24 September 2012

A new method for imaging nanoparticles in vivo

The fate of nanoparticles in the body

ChemPort.Ru based on the materials of the Royal Society of Chemistry: Biological fate of nanoparticles in the bodyCurrently, metal oxide nanoparticles are used in a large number of applications, including diagnostics and biomedicine.

However, these nanoparticles are extremely difficult to detect and figure out how they are distributed in a biological system, for example, the human body.

Spanish scientists have managed to develop a new way to study the bio-distribution of these particles. Until now, technologies for introducing a label into nanoparticles have been based on the functionalization of the surface of nanoparticles, but such a modification could lead to a change in the behavior of nanoparticles.

Jordi Llop and co-authors have developed a unique approach to avoid such a potential change in the structure and properties of the system by obtaining metal oxide nanoparticles enriched with 18 O. The 18 O nuclide in the composition of metal oxide nanoparticles can be converted into radioactive 18 F, which can be observed in vivo. (The article Tracing nanoparticles in vivo: a new general synthesis of positron emitting metal oxide nanoparticles by proton beam activation is published on the website of the Analyst – VM journal).

Spanish researchers have demonstrated on the example of laboratory rats that the new method allows you to monitor the distribution of nanoparticles throughout the body. The method allows you to find out the fate of labeled nanoobjects within 8 hours after taking them into the body. The researchers confirmed that, at least in rats, the slow removal of nanoparticles from the body goes through the bloodstream, nanoparticles are excreted in the urine and practically do not accumulate in the brain.

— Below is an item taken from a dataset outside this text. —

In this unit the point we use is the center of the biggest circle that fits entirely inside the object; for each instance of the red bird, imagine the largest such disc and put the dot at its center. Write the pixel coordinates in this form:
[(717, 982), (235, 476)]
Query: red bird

Erik Arstad, an expert on the use of radioactive labels in biodiagnostics, notes that although the work of Spanish colleagues is an interesting approach, he fears that the low intensity of radiation and the short half-life of 18 F will make it difficult to use nanoparticles labeled with this nuclide in real medical and biomedical research.

Llop does not agree with Arstad's arguments, stating that the radiation intensity is not so low, and the method allows for more effective tracking of nanoparticles than existing ones. Nevertheless, he admits that this process is limited in time, and it is necessary to quickly carry out all manipulations with nanoparticles after their activation, so that the labeled particles are still characterized by a sufficient level of radiation to be able to track them. He also adds that in the long term it is planned to modify the technique by incorporating nuclides with a long half-life into nanoparticles.

Llop is confident that the appropriate functionalization of nanoparticles will expand the possibilities of their practical use in biomedicine, and that his group continues to search for nanoparticles that could become contrasts for positron emission tomography or magnetic resonance tomography.